In between the regional D4 and D5 events, an orogenic extension phase has been postulated at around ca. 1.80–1.77 Ga associated with the emplacement of granites (Nironen 2017; Lahtinen et al. 2018). D5 deformation around 1.77–1.76 Ga, is characterized by broadly E-W shortening (Fig. 12e), which at the Iso-Kuotko gold deposit produced localized dextral shearing and late-stage breccia veining and fractures (Patison 2007). Most of the gold ore (80%) is associated with free gold-bearing pyrrhotite-rich veins, wherein xenotime associated with visible gold yielded U-Pb ages of ca. 1.77–1.76 Ga (Molnár et al. 2018). The timing of gold mineralization at the Iso-Kuotko gold deposit is concordant with the late ductile to brittle transition related to the D5 deformation event.

Conclusions

The volcano-sedimentary rocks exposed in the Etelä pit allowed us to put together the kinematic history of the KiSZ. Various structural elements were examined at different scales keeping in mind the prolonged nature of the Svecofennian orogeny (ca. 1.92 to 1.76 Ga).
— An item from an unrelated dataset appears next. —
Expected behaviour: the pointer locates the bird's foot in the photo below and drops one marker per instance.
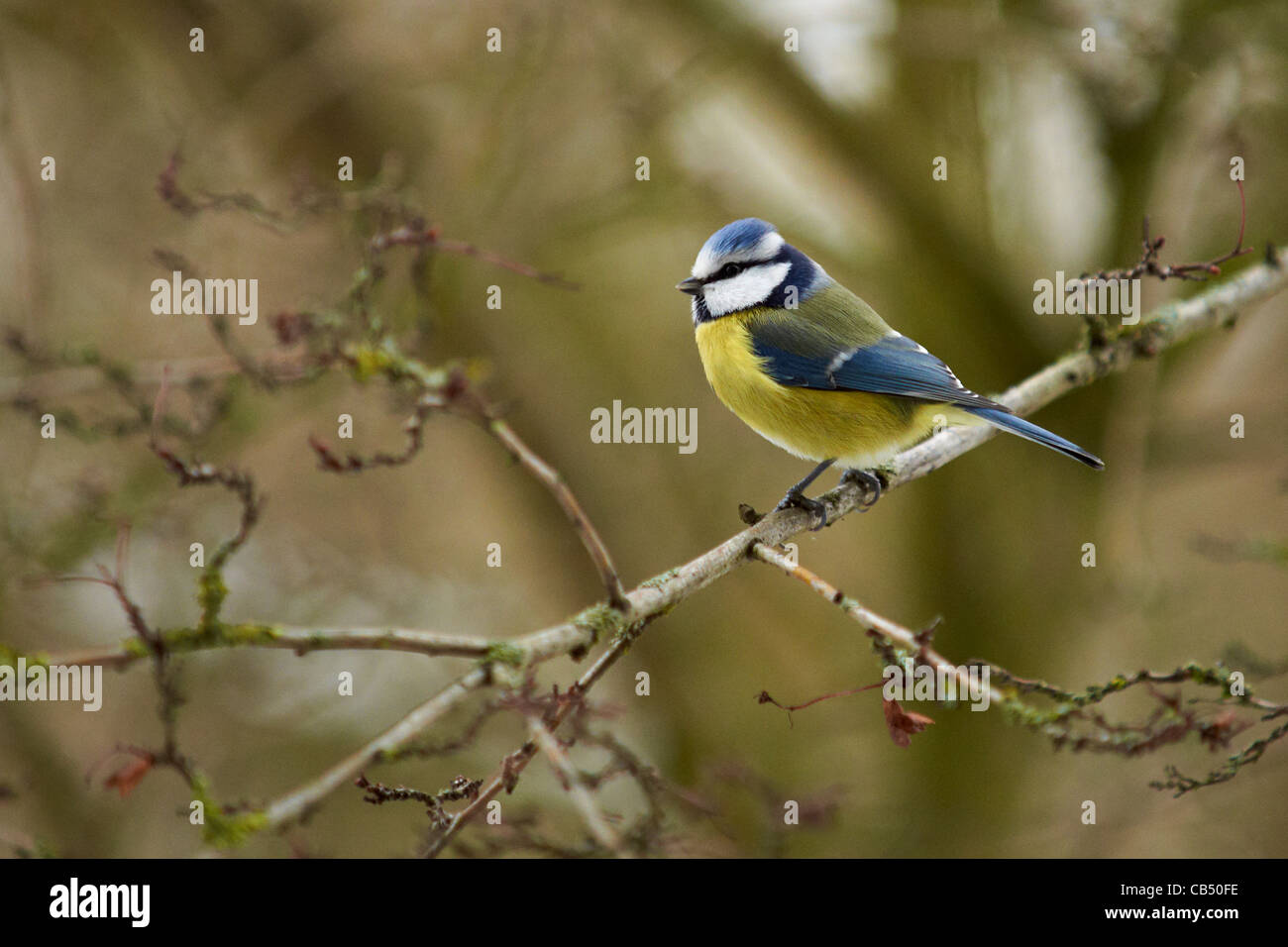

We have shown five discrete, near-orthogonal deformation events for the tectonic evolution of the CLGB, wherein the geometry of the KiSZ evolved during each event. Our deformation scheme complements the previous work by Nironen (2017) and Lahtinen et al. (2018). Multiple near-orthogonal deformation and associated metamorphic events have been reported in a number of studies in Proterozoic and modern settings (Ham and Bell 2004; Sayab 2005; Aerden and Sayab 2008; Shah et al. 2012; Lahtinen et al. 2014; Deng et al. 2016).

In this study, we addressed the long-standing question concerning the relative timing of dextral versus sinistral movements along the KiSZ. We conclude that the early D1 thrusting phase (ca. 1.92–1.91 Ga) and associated bend in the thrust splay provided the first-order structural control on the localization of the Suurikuusikko deposit and that fluid flow associated with this early deformation phase deposited refractory gold at the Suurikuusikko deposit and also at the Iso-Kuotko deposit. However, the main gold mineralization event at the Iso-Kuotko deposit occurred during E-W contraction (D5) at ca. 1.77–1.76 Ga that produced widespread veining and associated gold mineralization. Finally, we conclude that the deposition and multiple remobilization processes of ore-bearing fluids are controlled by a succession of near-orthogonal tectonic shortenings, as experienced by the long-lived KiSZ.